Major listed local companies such as SMS Management & Technology, Oakton, ASG and UXC, which hold major IT services contracts with government departments and large companies such as Qantas, have all seen large slumps in their share prices in recent times due to the global financial crisis, although most made a modest recovery today.
Share prices: Australian IT companies bottom out
(Credit: Renai LeMay/ZDNet.com.au)
Internationally, technology giants such as Symantec and Oracle have taken advantage of the turmoil to pick up smaller firms for potentially lower prices than they would have previously paid.
UXC finance director Mark Hubbard said he didn't think there was more or less opportunity for consolidation amongst local firms because most had seen similar share price declines. "The relativities between the shares have remained constant, but everybody's value has gone down," he said.
On the other hand, two possibilities Hubbard mentioned were that multinationals could be interested in buying local firms, or that private equity giants could step in.
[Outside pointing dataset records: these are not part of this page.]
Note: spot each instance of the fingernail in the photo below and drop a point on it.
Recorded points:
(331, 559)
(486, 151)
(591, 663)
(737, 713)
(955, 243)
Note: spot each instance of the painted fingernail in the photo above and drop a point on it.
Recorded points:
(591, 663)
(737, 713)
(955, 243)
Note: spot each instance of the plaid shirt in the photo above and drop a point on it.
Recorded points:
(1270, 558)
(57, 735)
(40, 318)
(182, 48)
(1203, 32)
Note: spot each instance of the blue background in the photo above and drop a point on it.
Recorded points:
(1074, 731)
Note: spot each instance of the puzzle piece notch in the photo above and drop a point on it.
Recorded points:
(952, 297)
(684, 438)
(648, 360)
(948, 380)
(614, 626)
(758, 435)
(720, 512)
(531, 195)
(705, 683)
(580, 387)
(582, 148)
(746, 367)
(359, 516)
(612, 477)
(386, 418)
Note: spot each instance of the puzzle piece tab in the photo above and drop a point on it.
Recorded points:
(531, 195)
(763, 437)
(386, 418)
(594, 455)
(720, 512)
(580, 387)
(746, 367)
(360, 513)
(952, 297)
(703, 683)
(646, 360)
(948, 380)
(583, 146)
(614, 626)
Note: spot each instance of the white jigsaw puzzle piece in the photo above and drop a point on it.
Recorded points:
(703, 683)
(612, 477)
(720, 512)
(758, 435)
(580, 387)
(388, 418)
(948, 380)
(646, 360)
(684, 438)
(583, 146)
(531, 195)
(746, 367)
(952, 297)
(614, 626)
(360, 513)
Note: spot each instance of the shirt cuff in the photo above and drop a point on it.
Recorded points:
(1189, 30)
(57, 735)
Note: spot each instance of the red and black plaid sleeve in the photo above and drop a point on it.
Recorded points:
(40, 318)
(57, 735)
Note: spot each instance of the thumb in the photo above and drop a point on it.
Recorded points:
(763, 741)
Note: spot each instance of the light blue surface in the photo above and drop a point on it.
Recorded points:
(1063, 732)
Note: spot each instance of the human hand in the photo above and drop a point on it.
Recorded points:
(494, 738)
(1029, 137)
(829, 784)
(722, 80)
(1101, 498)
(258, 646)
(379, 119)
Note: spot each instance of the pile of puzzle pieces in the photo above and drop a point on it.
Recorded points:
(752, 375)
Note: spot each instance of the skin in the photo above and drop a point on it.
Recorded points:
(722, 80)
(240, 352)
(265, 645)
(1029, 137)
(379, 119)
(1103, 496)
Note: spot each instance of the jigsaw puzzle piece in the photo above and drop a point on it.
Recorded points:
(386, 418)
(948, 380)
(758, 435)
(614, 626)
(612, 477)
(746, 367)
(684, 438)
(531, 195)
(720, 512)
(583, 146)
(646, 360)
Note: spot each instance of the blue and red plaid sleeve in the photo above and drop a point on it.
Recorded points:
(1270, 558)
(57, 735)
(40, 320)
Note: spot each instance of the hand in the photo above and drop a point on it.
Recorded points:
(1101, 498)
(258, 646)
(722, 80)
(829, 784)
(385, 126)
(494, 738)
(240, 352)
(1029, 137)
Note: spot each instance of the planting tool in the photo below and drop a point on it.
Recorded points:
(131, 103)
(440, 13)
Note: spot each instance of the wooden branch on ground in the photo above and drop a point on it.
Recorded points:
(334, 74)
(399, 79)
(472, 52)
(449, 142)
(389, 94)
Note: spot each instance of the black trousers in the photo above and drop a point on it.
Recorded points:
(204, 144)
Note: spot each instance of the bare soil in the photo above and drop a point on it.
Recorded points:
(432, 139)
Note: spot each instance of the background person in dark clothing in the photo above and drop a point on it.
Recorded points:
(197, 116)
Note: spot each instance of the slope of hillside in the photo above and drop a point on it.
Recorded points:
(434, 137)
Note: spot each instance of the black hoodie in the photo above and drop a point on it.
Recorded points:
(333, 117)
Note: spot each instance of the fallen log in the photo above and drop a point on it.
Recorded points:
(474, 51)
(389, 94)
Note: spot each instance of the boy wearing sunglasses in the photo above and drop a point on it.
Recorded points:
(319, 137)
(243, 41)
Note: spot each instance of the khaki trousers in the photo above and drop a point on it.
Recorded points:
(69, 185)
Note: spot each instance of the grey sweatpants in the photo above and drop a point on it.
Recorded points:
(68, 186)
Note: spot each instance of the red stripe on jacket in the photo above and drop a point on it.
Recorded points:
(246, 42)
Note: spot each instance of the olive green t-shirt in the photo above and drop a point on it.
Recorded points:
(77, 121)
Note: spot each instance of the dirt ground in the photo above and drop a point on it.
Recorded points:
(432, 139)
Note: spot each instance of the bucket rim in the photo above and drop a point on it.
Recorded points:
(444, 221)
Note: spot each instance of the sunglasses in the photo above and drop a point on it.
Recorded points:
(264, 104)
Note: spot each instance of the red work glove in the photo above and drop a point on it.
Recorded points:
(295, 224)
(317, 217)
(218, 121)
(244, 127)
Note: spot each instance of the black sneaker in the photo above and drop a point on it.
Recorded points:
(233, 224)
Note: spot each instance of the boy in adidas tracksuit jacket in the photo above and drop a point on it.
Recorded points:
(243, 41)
UXC itself could be hard to take over, as the company has a controlling block of shareholders including the board, management and staff that held 35 per cent of the firm.
"Would we want to sell the company at these prices ... speaking for myself, I'm not happy with the price," he said.
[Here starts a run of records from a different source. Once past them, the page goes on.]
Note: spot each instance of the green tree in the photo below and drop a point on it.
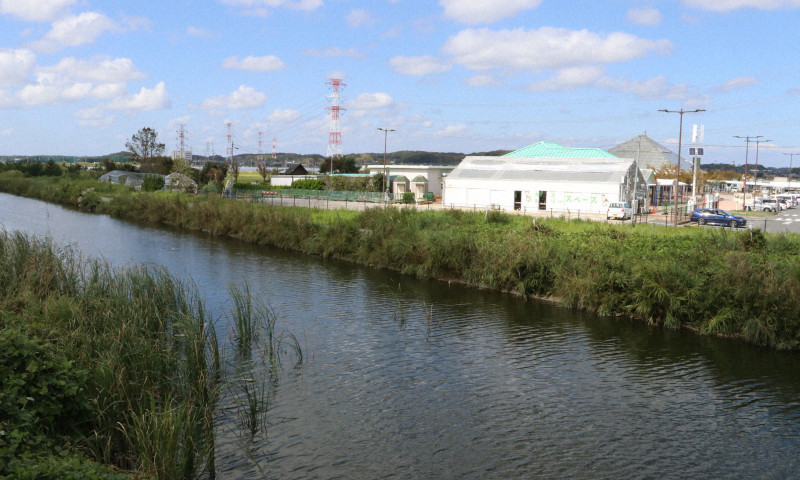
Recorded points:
(146, 149)
(340, 165)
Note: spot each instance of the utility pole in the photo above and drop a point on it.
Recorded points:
(746, 151)
(755, 185)
(680, 133)
(791, 157)
(385, 139)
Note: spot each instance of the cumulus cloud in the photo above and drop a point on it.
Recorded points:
(200, 32)
(93, 117)
(737, 83)
(269, 63)
(147, 99)
(453, 131)
(426, 65)
(644, 16)
(243, 98)
(483, 81)
(546, 48)
(283, 115)
(15, 66)
(570, 78)
(729, 5)
(358, 17)
(333, 52)
(74, 30)
(98, 70)
(261, 8)
(371, 101)
(484, 11)
(34, 10)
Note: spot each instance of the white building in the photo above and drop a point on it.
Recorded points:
(545, 176)
(419, 179)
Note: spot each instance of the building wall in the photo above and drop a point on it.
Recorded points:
(561, 196)
(434, 174)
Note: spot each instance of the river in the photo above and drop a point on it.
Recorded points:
(412, 379)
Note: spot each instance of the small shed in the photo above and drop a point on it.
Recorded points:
(295, 169)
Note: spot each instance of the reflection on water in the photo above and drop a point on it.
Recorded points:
(416, 379)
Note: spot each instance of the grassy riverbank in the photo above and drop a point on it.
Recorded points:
(717, 282)
(114, 374)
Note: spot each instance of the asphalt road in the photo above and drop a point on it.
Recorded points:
(786, 221)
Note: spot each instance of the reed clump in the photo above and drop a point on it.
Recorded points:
(739, 284)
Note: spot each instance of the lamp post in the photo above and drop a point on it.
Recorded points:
(385, 139)
(680, 134)
(755, 182)
(746, 151)
(789, 182)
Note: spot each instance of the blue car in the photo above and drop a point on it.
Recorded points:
(715, 216)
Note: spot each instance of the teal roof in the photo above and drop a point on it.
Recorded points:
(554, 150)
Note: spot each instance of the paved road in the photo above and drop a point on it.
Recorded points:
(785, 221)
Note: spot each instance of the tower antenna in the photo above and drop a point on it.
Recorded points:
(335, 136)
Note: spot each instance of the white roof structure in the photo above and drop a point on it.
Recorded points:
(592, 170)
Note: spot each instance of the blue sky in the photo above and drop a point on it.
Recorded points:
(79, 77)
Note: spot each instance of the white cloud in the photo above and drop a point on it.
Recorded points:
(44, 94)
(147, 99)
(483, 81)
(569, 79)
(654, 88)
(728, 5)
(93, 117)
(453, 130)
(34, 10)
(418, 65)
(283, 116)
(75, 30)
(484, 11)
(546, 48)
(201, 32)
(98, 70)
(358, 17)
(244, 97)
(15, 66)
(108, 90)
(261, 8)
(371, 101)
(644, 16)
(269, 63)
(737, 83)
(333, 52)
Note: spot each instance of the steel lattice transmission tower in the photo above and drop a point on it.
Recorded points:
(335, 137)
(229, 153)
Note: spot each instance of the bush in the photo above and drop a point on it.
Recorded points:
(152, 183)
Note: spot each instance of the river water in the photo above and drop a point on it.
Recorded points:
(408, 379)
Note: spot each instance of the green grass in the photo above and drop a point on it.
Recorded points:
(741, 284)
(116, 367)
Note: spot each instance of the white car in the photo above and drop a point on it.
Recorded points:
(619, 210)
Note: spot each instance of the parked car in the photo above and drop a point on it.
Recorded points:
(619, 210)
(715, 216)
(775, 205)
(759, 205)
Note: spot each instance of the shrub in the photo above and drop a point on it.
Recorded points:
(152, 183)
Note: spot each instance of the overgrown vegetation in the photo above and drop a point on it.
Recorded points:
(719, 282)
(105, 372)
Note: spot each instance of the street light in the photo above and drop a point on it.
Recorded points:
(680, 134)
(746, 151)
(755, 183)
(385, 139)
(791, 157)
IT services giants Fujitsu and CSC are known to have taken a look at Telstra's Kaz IT services division when the telco recently had it on the market, although no acquisition resulted. And Hewlett-Packard has also been on the acquisition trail, picking up EDS in one of the IT industry's biggest ever buys.
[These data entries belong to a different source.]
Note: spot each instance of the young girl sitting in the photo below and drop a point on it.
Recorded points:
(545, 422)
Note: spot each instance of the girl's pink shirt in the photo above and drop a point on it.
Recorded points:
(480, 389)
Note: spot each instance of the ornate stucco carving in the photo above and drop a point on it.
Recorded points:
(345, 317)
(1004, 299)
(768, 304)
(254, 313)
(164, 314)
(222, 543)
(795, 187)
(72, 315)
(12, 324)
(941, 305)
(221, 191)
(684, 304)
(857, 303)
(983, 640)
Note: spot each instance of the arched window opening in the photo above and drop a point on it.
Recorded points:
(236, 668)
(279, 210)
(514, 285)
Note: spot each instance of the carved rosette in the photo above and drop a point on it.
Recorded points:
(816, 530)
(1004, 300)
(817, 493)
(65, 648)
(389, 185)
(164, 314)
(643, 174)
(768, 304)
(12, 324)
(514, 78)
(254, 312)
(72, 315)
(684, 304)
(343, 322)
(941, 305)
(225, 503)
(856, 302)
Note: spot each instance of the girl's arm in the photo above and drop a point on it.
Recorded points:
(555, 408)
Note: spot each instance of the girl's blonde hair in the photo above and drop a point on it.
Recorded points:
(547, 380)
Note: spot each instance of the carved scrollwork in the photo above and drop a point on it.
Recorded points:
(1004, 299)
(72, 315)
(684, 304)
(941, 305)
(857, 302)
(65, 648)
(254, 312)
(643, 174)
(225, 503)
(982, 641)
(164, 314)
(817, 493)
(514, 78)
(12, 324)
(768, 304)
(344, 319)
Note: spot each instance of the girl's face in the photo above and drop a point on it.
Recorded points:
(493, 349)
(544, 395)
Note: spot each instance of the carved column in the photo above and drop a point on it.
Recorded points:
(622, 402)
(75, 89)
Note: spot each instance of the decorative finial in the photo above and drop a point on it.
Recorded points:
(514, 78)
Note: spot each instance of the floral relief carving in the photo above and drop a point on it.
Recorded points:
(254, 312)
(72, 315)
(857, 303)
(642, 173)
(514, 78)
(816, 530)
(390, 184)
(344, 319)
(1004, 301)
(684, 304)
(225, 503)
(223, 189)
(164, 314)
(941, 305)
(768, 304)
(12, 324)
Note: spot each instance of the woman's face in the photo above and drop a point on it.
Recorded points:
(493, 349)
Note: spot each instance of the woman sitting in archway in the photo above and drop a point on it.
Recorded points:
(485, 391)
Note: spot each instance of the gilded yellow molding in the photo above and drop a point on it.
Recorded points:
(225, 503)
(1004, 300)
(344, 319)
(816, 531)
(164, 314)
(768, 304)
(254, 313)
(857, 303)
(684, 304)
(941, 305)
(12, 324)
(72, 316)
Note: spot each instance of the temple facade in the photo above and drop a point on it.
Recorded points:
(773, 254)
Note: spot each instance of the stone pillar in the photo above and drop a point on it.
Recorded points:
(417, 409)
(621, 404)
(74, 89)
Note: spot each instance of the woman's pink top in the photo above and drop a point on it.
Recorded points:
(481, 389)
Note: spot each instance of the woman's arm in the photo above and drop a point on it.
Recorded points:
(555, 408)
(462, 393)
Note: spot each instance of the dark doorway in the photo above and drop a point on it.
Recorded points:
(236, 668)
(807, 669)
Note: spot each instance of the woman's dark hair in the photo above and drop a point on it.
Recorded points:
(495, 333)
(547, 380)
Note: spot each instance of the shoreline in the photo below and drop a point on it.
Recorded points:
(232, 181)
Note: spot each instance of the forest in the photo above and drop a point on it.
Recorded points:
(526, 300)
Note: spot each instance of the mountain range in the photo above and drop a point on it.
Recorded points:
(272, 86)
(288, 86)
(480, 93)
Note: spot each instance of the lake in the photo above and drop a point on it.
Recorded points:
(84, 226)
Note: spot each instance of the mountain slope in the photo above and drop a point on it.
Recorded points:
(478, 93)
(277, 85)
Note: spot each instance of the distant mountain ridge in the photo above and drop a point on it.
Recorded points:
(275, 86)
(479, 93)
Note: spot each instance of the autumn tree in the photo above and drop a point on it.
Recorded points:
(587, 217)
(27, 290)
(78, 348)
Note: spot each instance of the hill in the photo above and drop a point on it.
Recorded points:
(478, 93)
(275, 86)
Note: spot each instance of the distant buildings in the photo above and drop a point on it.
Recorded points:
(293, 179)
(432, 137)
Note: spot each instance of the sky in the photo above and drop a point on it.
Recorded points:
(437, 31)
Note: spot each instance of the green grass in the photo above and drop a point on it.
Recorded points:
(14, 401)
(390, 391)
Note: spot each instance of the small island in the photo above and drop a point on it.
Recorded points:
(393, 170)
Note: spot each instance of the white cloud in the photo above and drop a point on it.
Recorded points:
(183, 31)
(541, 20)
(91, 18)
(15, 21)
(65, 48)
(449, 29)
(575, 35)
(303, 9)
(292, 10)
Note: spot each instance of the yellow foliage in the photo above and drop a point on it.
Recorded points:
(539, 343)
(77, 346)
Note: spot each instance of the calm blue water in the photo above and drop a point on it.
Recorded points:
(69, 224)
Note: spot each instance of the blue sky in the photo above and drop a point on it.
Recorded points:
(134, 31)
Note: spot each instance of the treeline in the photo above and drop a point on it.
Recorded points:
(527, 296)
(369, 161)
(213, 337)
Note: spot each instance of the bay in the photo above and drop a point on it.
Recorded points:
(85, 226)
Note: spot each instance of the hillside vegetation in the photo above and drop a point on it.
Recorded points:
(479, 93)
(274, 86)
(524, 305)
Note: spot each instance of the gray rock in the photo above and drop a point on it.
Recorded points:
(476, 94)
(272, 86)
Optus has in the past been an acquirer, picking up Alphawest and Uecomm locally. Private equity has been active in the Australian IT sector to some extent over the past couple of years, with US company Francisco Partners picking up Mincom and investing in Melbourne-based Aconex, for example. MYOB was also temporarily a target.
ASG chief financial officer Dean Langenback said he agreed the financial changes could spark local consolidation on the horizon but said it was unlikely ASG would be too involved as a target, because of what he described as the Perth-based company's differing nature as an IT outsourcer, compared to others in the sector.
Microequities head of research Carlos Gil, who tracks a number of local technology firms including DWS, said there had to be a strong reason for consolidation to take place amongst local firms, with the most compelling one being the need to cut costs in a bad climate.
He pointed out any local acquisitions would be very hard to finance through debt, because of the bad financial situation, although it could be easier if companies had cash sitting around.
Gil agreed larger companies could be looking to snap up minnows for currently lower prices; however, he said he thought it was too early to know what the fallout would be in terms of mergers and acquisitions. "I think there is going to be a lot of people holding back," he said.
The analyst said overall, while it was too early to say how the financial crisis would impact demand for IT services, in general his firm expected a "negative outflow" from the situation. "We do expect IT discretionary spending to decline," he said.